Ce livre a été pour elle un moyen de « prendre le chasseur à son propre piège, l'enfermer dans un livre. » Elle a mis du temps pour écrire ce livre, ce témoignage, on comprend aisément combien cela a dû être dur.  Revenir sur ces moments terribles de son enfance et adolescence, refaire tout le parcours n'a pas dû être facile. Et en même temps, cela a permis de se libérer, de quelque part se déculpabiliser. Ce livre a remis beaucoup de monde en question. Cet homme était jusqu’à la sortie du livre de Vanessa, encore édité. Ces livres affreux qui font l'apologie de la pédophilie, n’étaient pas encore retirés des maisons d’édition. C’est ce témoignage qui a permis de revenir en arrière et se rendre compte du monstre qui se cache derrière cet homme. Il a été invité en 1987 à Apostrophes, l’émission littéraire de Bernard Pivot où il parle de ses livres, où Pivot lui dit qu’il aime les jeunes filles, j'ai vu des extraits de ces émissions, c’est à vomir la façon dont on met cet homme sur un piédestal. Il passera en 1990, à nouveau dans cet émission, où une écrivaine canadienne va l’apostropher et montrer son indignation que de tels écrits existent et que cet homme puisse venir en parler sur un plateau télé.
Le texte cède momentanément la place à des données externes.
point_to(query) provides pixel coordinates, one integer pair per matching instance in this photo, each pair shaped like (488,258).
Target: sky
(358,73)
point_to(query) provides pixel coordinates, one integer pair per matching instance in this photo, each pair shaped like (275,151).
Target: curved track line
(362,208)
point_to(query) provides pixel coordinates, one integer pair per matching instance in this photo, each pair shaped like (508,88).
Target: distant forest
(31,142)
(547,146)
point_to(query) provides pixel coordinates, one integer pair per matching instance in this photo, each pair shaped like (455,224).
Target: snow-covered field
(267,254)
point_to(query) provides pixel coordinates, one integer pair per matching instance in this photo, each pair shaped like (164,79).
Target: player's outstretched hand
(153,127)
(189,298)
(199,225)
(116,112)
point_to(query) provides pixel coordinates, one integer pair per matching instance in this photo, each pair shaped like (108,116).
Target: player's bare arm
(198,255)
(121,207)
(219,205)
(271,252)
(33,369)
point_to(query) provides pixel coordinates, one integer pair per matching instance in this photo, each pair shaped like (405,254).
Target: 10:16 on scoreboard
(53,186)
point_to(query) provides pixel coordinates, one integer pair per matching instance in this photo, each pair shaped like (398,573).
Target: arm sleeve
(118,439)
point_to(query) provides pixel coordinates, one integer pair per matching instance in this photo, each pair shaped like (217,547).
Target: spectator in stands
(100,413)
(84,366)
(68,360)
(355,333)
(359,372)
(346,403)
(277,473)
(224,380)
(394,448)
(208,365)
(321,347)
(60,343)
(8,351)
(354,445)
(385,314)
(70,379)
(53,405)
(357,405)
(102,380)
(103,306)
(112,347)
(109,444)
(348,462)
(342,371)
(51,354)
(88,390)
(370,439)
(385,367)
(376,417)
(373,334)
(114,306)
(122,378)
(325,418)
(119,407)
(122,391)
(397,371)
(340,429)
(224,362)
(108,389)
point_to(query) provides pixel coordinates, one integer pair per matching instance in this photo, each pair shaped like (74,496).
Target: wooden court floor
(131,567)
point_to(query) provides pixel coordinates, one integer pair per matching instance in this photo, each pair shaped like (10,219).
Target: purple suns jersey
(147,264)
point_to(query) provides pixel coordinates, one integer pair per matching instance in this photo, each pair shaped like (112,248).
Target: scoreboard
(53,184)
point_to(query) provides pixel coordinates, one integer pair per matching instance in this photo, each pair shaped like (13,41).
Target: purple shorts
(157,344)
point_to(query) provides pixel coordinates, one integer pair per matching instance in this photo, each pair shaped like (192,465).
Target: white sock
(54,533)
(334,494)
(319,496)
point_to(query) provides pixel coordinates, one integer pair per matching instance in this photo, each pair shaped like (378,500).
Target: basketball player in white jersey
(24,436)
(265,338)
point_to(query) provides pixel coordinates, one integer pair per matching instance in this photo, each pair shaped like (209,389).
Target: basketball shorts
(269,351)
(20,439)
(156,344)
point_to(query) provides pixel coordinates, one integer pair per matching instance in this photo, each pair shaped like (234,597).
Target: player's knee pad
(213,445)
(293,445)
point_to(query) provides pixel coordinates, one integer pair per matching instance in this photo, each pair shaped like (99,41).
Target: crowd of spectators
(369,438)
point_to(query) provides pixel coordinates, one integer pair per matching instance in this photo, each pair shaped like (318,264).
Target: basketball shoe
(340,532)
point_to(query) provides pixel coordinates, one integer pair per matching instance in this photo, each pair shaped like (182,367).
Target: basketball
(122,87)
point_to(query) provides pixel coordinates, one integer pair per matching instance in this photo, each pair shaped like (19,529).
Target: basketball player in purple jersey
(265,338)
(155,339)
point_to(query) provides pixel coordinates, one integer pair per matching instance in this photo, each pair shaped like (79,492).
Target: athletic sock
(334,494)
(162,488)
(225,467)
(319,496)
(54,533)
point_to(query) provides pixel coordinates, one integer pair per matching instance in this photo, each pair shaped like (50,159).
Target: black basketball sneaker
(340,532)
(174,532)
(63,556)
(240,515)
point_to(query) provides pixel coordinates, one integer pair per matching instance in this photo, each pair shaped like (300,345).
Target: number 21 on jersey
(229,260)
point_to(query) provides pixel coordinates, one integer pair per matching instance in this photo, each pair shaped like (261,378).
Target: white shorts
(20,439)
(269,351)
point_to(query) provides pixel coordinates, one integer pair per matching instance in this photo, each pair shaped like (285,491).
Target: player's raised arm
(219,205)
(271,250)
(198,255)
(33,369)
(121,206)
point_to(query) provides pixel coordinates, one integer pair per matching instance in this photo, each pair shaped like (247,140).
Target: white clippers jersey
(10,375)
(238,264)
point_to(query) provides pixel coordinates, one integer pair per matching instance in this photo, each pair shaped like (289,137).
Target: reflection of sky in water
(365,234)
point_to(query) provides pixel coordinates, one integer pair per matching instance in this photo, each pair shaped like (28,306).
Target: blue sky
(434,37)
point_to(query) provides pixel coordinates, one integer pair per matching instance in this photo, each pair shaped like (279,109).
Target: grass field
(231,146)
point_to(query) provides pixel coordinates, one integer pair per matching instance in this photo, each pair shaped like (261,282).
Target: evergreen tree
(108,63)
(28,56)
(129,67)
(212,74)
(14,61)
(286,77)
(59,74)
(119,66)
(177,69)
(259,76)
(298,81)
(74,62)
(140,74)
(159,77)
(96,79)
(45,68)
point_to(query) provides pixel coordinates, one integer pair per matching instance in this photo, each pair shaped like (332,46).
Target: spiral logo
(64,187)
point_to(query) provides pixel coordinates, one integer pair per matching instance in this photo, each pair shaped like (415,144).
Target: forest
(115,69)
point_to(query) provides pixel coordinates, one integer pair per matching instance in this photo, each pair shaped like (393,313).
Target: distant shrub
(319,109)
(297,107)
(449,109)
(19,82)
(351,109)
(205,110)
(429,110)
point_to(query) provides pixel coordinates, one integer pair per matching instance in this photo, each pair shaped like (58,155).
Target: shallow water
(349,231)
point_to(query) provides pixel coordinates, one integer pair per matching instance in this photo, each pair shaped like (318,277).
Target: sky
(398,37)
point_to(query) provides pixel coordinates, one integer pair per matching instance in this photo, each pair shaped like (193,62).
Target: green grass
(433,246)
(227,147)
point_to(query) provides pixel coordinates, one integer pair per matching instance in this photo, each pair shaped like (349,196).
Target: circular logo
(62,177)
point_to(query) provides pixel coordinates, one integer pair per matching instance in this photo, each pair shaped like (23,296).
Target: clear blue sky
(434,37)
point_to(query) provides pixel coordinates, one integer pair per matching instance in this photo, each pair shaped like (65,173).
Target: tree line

Ça n'ira malheureusement pas plus loin que ça. C’est vrai que c’était une autre époque, qu'on était encore dans la libération des mœurs sexuelles, mais il y a quand même des limites qu'il n'aurait pas fallu dépasser ! Cet homme, ce Gabriel Matzneff, a des appuis haut placés, des amis écrivains et philosophes qui le défendent, il arrive tellement bien à manipuler son monde, à se faire passer pour le malheureux, à charmer son public, que tout lui est permis. Il y aura une enquête de la Brigade des Mœurs, sur une dénonciation anonyme, les policiers vont tomber sur lui dans l'escalier de son logement, il est avec Vanessa, et rien ne lui sera rapproché, les policiers vont même blaguer avec lui.. C’est assez dingue de voir que tout lui a été autorisé, que jamais il n'a été poursuivi. À part maintenant, en 2020, trente-quatre ans après tout ça.. 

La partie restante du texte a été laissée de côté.